A stored procedure is nothing more than a pre-compiled collection of queries. There used to be a performance advantage to using stored procedures, due to the fact that once compiled, the resulting query plan would be cached, eliminating the need to compile the procedure for subsequent executions. That advantage has diminished somewhat, starting with SQL Server 2005, when statement-level caching was introduced. The real advantage to using stored procedures isn’t so much about performance as it is about flexibility. A query that is contained within a stored procedure is more easily tuned and tweaked by a DBA than a query that is embedded within an application. At 3:00am when the pager is going off, this can mean the difference between being the hero, or being helpless.

Q: Which method is best to get a distinct on a VARCHAR column where other joins are involved.

I’m not entirely sure I understand the question, but typically, the relationships between your tables won’t be based on a VARCHAR column, they’ll be based on an INT or some other datatype better suited to serving as a key value. If you look at the examples in my demo scripts, you’ll note that all of my IN or EXISTS clauses are looking for the existence of a key value within another dataset comprised of other key values. This is where the de-duplication occurs. The related columns (such as VARCHARs) are retrieved once the unique keys are known.

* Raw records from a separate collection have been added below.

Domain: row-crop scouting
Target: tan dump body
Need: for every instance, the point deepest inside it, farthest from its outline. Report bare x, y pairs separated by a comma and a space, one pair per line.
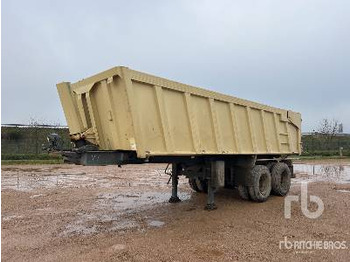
122, 109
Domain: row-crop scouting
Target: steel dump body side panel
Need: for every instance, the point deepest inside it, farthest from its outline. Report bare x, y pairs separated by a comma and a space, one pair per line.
122, 109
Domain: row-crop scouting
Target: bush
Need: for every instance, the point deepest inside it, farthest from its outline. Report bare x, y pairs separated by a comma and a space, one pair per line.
30, 157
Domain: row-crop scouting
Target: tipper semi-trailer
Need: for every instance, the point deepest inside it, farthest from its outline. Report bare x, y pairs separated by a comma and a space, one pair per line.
122, 116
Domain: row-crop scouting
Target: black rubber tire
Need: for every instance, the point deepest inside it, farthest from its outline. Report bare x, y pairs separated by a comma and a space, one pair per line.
243, 192
280, 179
261, 188
198, 185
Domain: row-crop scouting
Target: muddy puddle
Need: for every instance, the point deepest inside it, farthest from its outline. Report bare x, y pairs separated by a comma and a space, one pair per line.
124, 199
337, 173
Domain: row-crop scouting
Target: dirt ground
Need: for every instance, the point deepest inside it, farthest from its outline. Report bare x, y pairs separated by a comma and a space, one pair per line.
74, 213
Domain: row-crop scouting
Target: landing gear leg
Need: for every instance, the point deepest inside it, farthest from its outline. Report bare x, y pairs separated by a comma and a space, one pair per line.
216, 179
174, 182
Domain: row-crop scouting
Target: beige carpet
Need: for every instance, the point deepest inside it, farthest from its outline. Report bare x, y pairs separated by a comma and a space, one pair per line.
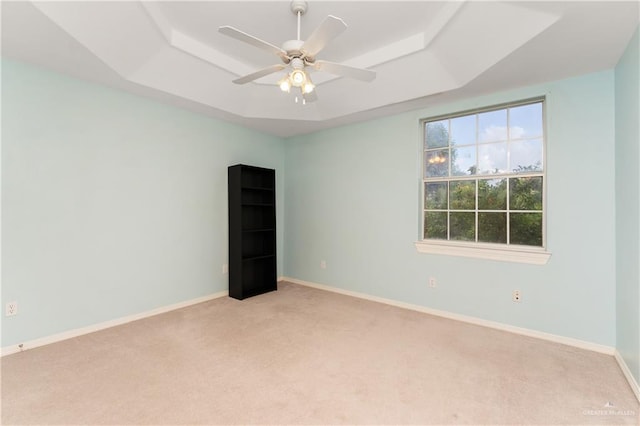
306, 356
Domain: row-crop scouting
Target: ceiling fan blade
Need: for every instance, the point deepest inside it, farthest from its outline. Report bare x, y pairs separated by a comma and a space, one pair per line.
329, 29
254, 41
260, 73
345, 70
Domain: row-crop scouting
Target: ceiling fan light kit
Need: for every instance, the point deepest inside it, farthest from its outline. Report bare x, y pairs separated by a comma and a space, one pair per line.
298, 54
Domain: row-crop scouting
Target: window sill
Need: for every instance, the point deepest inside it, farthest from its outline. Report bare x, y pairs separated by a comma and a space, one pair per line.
532, 256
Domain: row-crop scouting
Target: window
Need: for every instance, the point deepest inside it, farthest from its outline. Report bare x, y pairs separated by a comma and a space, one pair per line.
484, 183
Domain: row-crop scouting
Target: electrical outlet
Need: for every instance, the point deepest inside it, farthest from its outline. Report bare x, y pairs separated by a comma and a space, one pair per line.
11, 309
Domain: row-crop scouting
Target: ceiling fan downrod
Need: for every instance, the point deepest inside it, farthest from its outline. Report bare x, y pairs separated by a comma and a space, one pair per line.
299, 7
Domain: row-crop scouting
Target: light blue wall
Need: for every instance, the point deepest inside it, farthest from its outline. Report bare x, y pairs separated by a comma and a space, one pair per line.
353, 200
112, 204
627, 89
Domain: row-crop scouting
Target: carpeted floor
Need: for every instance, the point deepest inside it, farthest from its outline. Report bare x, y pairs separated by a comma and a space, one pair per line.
306, 356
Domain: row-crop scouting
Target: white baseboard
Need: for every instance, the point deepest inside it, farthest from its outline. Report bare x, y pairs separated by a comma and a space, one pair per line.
8, 350
472, 320
627, 374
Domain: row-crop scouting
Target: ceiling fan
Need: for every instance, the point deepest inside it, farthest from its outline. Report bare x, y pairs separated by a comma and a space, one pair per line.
298, 55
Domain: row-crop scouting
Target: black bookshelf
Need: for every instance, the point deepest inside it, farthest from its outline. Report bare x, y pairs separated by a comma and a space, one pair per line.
252, 231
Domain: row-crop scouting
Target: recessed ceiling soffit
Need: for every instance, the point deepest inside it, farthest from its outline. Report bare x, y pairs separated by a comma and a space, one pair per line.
141, 42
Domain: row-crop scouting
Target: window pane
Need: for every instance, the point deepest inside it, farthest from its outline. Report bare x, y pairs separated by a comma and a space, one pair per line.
437, 134
525, 121
462, 195
463, 130
492, 126
463, 161
525, 229
525, 193
492, 195
435, 225
435, 196
492, 227
436, 163
463, 226
492, 158
526, 156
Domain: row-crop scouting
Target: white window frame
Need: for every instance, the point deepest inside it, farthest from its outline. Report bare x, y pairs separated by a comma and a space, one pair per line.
480, 250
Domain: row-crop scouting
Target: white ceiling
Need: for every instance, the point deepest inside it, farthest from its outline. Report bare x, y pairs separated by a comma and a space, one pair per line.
424, 52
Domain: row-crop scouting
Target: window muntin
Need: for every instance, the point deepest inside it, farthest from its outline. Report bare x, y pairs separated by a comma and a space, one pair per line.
483, 176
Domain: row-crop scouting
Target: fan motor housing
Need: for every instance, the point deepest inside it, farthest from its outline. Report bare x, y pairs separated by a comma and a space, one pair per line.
299, 6
292, 47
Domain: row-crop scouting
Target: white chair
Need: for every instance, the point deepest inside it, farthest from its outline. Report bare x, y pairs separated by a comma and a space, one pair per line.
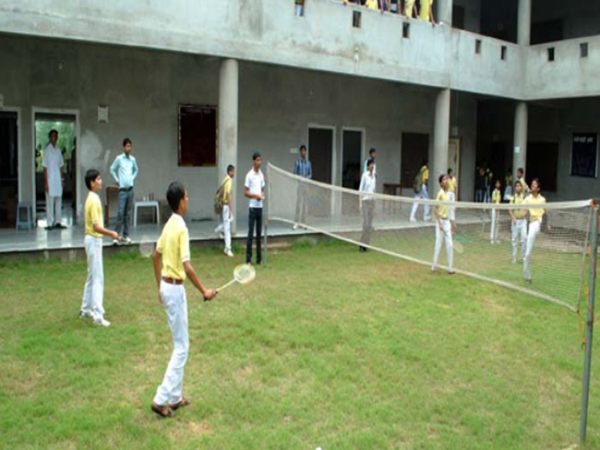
146, 204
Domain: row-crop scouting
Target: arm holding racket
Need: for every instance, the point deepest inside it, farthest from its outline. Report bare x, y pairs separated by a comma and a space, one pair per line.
208, 294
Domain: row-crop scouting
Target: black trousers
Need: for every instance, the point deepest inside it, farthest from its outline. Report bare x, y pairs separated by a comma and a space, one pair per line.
254, 219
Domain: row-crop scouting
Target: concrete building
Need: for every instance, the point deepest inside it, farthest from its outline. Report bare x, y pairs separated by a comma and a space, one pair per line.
505, 84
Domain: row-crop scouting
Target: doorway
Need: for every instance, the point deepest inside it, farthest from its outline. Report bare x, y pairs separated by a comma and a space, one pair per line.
352, 152
415, 151
9, 168
66, 125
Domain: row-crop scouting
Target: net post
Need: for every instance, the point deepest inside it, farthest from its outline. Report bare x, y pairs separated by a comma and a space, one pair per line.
590, 321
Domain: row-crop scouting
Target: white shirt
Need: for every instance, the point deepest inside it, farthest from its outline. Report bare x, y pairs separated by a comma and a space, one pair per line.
367, 184
53, 161
255, 182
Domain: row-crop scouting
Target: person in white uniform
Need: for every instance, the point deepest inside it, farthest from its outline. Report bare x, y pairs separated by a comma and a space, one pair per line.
53, 182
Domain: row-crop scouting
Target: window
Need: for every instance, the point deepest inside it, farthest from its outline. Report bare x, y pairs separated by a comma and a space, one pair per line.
356, 19
584, 155
542, 163
197, 136
583, 49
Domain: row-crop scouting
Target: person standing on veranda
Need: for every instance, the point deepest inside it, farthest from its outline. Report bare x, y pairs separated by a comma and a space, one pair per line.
302, 168
124, 170
53, 182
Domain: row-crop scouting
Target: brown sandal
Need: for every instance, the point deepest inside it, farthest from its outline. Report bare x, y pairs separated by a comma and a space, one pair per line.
180, 404
162, 410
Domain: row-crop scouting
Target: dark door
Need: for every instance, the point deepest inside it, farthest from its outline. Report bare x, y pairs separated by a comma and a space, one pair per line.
415, 152
320, 150
9, 167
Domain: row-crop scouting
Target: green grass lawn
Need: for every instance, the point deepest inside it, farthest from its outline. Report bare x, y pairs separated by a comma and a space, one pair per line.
328, 347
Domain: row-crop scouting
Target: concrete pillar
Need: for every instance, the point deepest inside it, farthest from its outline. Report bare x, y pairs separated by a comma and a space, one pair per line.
228, 124
524, 22
520, 140
441, 134
444, 12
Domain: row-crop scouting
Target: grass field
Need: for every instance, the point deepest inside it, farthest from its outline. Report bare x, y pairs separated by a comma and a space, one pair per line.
328, 347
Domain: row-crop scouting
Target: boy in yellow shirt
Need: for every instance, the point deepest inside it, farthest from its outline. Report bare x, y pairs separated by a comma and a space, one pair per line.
496, 198
173, 248
535, 223
443, 230
93, 293
519, 221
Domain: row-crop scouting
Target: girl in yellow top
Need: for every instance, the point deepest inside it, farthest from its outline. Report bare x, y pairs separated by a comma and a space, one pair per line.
519, 221
93, 294
535, 222
496, 198
443, 229
452, 195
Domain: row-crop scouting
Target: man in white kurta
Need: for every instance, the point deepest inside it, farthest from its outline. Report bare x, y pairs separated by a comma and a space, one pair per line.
53, 174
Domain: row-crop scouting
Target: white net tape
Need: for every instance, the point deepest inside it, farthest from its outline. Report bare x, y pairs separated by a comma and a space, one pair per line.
555, 271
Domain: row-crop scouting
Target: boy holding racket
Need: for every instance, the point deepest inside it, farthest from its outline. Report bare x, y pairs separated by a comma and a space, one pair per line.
173, 248
443, 228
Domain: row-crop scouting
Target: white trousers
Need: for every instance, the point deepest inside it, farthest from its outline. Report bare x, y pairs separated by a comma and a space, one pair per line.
175, 302
445, 234
53, 210
451, 210
519, 233
495, 226
93, 293
420, 196
534, 229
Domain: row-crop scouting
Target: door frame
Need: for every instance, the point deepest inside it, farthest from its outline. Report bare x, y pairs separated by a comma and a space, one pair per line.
20, 166
317, 126
363, 145
67, 112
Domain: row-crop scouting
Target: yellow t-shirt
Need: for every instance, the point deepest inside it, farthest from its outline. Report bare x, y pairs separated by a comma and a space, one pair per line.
536, 213
174, 246
226, 187
426, 10
496, 196
93, 214
518, 200
451, 184
442, 210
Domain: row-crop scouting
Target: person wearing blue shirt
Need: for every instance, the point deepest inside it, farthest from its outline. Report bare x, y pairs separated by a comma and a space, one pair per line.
302, 168
124, 170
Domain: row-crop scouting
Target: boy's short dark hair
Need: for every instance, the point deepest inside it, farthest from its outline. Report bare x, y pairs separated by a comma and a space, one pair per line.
90, 176
175, 194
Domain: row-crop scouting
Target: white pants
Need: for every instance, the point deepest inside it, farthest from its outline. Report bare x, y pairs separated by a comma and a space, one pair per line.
445, 234
420, 196
534, 229
519, 233
451, 210
53, 210
93, 293
495, 226
175, 302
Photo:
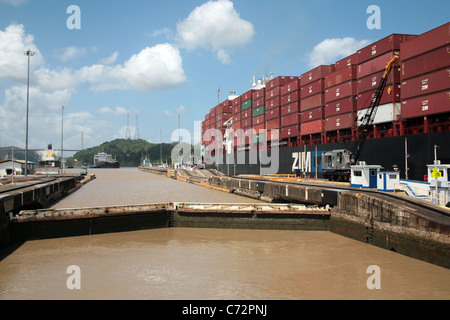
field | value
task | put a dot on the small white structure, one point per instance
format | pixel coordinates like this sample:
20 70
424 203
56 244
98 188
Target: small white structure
439 179
6 167
388 180
364 176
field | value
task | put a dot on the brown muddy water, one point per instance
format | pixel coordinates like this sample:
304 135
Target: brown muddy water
217 264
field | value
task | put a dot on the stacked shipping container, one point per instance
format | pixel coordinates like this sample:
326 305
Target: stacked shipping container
340 98
372 61
274 106
425 73
313 99
327 99
290 109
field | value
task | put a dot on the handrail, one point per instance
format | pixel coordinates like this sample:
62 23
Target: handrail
421 193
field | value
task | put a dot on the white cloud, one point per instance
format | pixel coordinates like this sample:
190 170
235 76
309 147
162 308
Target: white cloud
118 111
73 53
153 69
180 110
111 59
215 26
331 50
15 3
13 64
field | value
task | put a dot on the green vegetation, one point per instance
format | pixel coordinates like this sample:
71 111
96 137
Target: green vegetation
130 153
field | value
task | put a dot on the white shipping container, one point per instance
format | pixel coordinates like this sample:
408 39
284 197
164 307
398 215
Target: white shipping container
385 113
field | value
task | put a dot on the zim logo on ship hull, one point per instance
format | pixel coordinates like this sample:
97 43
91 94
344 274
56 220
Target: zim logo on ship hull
307 162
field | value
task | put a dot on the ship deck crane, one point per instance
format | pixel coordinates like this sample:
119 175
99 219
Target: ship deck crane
336 163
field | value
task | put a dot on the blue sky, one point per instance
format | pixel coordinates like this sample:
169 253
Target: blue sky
153 60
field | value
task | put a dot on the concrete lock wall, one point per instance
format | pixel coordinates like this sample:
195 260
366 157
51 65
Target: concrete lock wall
368 218
392 227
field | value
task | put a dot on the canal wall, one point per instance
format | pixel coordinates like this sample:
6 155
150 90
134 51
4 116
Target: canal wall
36 193
412 228
54 223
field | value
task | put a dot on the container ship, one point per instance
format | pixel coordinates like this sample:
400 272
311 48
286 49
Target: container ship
104 160
289 122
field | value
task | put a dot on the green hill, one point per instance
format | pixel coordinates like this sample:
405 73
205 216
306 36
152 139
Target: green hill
130 153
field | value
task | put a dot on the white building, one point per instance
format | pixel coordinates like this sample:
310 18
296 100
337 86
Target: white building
439 179
6 167
364 176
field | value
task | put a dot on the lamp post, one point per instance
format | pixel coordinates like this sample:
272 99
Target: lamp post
29 54
62 139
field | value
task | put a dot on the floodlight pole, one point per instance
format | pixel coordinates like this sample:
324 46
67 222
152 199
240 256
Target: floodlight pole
29 54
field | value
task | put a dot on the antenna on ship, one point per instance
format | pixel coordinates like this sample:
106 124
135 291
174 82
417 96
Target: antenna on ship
136 134
128 134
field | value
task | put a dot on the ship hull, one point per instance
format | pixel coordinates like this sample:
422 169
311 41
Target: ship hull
306 160
106 165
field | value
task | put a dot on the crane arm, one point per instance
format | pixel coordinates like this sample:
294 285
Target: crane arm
372 110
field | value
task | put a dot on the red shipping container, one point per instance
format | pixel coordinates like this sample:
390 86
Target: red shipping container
246 114
346 62
248 95
427 41
313 88
272 93
365 98
428 62
273 113
294 96
376 65
236 125
311 127
426 84
246 122
256 94
290 132
340 91
279 81
290 108
340 76
258 120
315 74
236 101
390 43
346 105
291 86
258 102
290 119
372 81
312 102
259 127
426 105
226 104
339 122
273 103
273 124
312 114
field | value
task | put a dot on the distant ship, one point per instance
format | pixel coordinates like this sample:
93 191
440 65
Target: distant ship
104 160
49 162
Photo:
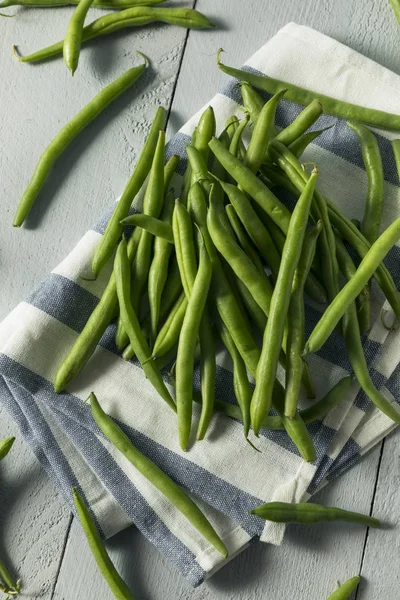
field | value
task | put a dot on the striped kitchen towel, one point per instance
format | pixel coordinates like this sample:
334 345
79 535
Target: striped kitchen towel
225 476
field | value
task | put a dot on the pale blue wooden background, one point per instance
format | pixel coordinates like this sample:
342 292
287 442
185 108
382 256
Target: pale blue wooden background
37 533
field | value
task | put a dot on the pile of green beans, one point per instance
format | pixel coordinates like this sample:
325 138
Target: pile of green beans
226 261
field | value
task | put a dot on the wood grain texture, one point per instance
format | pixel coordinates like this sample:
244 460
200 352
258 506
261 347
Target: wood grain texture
35 101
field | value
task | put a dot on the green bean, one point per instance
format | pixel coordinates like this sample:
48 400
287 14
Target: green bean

Other questions (or comments)? Post them here in the comments section, and I’ll do my best to answer them!


Thanks For Attending

To those of you who attended the session live, please accept a huge THANK YOU! from me. This was by far the largest audience that I’ve presented to, and the Dell guys tell me it was the best webinar turnout they’ve had yet. I hope you enjoyed the session and, most importantly, learned something from it.